Le chêne français a sa place dans l’évolution industrielle
de l’après-guerre, dont les deux aspects sont si caractéristiques : économie
de matière première et rapidité d’emploi. Les ébénistes qui ont fait la
réputation du Grand Siècle avaient à leur disposition de larges
approvisionnements et des stocks de bois séchés à l’air depuis de longues
années.
Aujourd’hui, tous les utilisateurs manquent de bois, et il
n’y a plus de bois secs. Un calcul simple permet d’estimer qu’un mètre cube de
chêne d’assez fortes dimensions fournirait 18 mètres carrés de planches de
0m,028, alors qu’il procurerait 1.200 mètres carrés de
feuillets tranchés propres au placage.
L’étuvage préalable des billes rend les produits immédiatement
utilisables. Tous ces avantages orientent les industriels du bois vers le
tranchage et le déroulage. En France, le déroulage du chêne n’en est qu’à ses
débuts ; mais les progrès réalisés dans cette technique ouvriront des
débouchés nouveaux à des chênes de qualité moyenne rejetés par les trancheurs,
et spécialement aux chênes de taillis sous futaie.

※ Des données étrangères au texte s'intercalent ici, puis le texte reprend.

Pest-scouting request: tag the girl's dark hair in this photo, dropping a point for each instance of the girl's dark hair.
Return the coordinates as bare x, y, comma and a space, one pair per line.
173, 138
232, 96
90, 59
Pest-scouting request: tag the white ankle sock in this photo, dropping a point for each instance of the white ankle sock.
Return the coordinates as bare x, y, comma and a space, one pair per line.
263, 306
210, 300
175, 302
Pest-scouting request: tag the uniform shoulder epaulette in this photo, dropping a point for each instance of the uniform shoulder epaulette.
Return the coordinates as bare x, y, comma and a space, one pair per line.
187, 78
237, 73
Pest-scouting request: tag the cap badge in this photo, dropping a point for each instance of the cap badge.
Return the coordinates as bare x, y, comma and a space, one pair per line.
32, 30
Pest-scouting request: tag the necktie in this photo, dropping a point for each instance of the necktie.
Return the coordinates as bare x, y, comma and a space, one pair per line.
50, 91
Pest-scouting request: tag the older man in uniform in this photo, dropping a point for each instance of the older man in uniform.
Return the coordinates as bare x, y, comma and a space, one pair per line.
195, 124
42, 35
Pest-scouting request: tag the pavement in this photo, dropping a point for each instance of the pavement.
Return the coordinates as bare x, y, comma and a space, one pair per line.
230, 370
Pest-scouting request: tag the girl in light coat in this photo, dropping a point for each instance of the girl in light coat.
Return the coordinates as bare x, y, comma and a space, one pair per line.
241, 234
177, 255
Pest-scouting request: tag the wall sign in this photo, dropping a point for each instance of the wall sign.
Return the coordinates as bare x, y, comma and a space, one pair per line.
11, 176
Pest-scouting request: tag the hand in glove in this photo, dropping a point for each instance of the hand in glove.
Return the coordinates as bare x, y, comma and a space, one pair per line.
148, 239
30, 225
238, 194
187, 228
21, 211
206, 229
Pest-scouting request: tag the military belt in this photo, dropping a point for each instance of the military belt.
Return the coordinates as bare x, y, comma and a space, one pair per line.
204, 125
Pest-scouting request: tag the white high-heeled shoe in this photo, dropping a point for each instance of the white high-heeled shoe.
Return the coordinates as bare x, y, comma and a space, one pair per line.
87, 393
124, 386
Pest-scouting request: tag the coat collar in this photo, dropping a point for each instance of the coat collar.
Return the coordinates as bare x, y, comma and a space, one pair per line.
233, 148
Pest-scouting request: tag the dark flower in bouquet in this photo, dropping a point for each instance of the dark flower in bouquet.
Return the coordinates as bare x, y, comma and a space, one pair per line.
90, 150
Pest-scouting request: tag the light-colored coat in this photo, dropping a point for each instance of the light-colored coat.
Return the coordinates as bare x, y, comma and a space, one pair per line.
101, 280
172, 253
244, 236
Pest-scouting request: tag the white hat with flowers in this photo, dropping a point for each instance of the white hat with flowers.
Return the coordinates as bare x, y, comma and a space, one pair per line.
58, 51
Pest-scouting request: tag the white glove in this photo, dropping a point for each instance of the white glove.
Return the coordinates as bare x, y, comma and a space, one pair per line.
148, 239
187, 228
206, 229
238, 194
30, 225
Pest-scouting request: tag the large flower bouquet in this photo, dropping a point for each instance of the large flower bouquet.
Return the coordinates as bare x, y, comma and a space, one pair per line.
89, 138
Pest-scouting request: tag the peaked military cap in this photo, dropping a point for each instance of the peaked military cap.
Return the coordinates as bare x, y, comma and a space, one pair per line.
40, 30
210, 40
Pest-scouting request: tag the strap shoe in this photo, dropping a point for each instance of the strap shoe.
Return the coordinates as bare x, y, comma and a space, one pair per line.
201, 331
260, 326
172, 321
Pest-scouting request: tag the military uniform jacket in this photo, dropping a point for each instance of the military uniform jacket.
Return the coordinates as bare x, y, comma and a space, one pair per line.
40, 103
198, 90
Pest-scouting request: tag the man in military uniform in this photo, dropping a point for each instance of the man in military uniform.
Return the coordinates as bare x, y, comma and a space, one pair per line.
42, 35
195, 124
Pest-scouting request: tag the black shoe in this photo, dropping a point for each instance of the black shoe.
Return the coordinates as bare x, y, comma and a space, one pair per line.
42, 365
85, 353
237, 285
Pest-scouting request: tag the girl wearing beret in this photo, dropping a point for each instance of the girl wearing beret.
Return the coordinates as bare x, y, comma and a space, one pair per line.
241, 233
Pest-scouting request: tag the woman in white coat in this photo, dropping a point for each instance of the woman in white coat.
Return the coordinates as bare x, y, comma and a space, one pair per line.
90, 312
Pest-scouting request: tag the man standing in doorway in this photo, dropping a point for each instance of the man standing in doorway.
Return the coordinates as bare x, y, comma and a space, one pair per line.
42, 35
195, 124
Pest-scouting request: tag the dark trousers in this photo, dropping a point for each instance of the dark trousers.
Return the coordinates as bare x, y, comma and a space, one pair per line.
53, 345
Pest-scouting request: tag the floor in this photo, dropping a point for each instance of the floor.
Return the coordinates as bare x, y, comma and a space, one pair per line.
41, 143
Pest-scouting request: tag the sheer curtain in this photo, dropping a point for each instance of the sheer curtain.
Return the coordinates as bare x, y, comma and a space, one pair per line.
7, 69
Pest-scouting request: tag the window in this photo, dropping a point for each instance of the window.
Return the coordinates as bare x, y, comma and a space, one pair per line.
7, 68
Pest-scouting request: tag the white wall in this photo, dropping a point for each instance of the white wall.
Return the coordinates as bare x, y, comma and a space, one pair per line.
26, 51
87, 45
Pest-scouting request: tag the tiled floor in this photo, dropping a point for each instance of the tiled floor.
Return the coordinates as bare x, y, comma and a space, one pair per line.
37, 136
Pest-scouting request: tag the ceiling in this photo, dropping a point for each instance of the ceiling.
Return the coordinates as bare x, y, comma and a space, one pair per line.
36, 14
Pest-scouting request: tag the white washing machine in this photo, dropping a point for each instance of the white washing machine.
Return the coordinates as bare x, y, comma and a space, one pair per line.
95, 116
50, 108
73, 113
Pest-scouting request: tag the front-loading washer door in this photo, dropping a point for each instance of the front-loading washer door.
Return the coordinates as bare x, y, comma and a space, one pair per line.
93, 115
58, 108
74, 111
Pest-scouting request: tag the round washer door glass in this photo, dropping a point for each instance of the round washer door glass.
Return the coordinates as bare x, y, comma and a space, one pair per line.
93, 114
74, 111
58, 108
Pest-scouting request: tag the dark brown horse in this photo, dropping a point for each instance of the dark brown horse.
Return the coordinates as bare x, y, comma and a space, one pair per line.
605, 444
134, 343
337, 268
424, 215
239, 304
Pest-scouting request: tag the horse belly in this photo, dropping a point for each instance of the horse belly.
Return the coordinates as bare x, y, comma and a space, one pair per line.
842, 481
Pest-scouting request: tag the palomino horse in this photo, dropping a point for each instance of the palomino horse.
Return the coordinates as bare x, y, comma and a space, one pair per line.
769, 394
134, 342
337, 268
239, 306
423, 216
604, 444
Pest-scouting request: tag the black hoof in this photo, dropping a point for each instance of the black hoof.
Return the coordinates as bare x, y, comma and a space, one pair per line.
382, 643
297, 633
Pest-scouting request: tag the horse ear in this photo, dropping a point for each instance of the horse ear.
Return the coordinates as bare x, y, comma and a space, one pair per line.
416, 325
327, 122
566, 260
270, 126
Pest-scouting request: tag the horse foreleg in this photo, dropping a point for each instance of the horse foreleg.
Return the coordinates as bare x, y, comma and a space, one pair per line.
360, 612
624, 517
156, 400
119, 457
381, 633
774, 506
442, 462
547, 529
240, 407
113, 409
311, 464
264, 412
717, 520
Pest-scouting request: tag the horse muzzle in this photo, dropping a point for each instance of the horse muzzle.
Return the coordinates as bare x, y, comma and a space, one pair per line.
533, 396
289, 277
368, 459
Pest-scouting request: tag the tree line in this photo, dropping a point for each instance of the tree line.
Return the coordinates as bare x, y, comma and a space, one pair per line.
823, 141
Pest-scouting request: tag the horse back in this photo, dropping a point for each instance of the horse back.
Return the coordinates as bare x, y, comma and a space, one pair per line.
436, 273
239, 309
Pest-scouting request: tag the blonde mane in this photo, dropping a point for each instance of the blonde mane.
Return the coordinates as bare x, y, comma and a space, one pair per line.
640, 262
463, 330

C’est pourquoi les propriétaires peuvent et doivent orienter
leur sylviculture vers la recherche de chênes à fût long, rectiligne,
cylindrique et sans nœuds. Ils les obtiendront sans difficultés dans nombre de
taillis sous futaie surchargés en réserves, comme il en existe beaucoup en
France ; les opérations tendront à faire disparaître peu à peu les plus
vieilles réserves bas branchues et à cime trop développée, pour faire place aux
jeunes tiges qui peuvent s’élaguer convenablement si le recrû les enserre
suffisamment. Là où le taillis aura à peu près disparu par suite du couvert, il
sera nécessaire d’introduire un sous-étage de feuillus ou de résineux pour
assurer un bon élagage des grands arbres.
Si les taillis sous futaie possèdent des réserves trop
clairsemées, un taillis robuste subsiste, et les propriétaires peuvent craindre
que les opérations de vieillissement ne nécessitent trop de temps avec une réduction
appréciable de revenus. Ils seraient tentés de procéder à une conversion
directe par plantations. Mais cette méthode n’est pas applicable dans tous les
cas, en raison de la concurrence des rejets de taillis, et notamment du charme,
sur les bonnes terres à chêne. Divers cas seront examinés dans les prochaines
causeries.
Un mouvement en faveur du chêne mérite d’être créé. Et plus
encore une politique de culture des gros chênes. Tous les efforts doivent se
conjuguer pour maintenir cette essence sur tous les sols qui lui conviennent,
et tirer de peuplements bien conduits des produits de valeur.
LE FORESTIER.
(1) Dans cet article, trop général, il ne peut être question
d’étudier séparément les chênes rouvre et pédonculé, qui doivent cependant être
distingués, et dont le traitement est différent. Les aperçus sommaires qui
suivent, et qui ont trait surtout à l’avenir économique de cette essence,
peuvent s’appliquer à l’un comme à l’autre.
(2) C’est ainsi qu’à la suite de la sécheresse anormale des
trois étés 1943, 1944, 1945, de nombreux chênes ont séché en cime, tant dans
les taillis sous futaie que dans les futaies, ce phénomène s’observant
d’ailleurs aussi bien sur les vieux chênes que chez de jeunes baliveaux. On
peut attribuer ce dépérissement à l’abaissement du plan d’eau et à une
insuffisance d’alimentation en eau des arbres.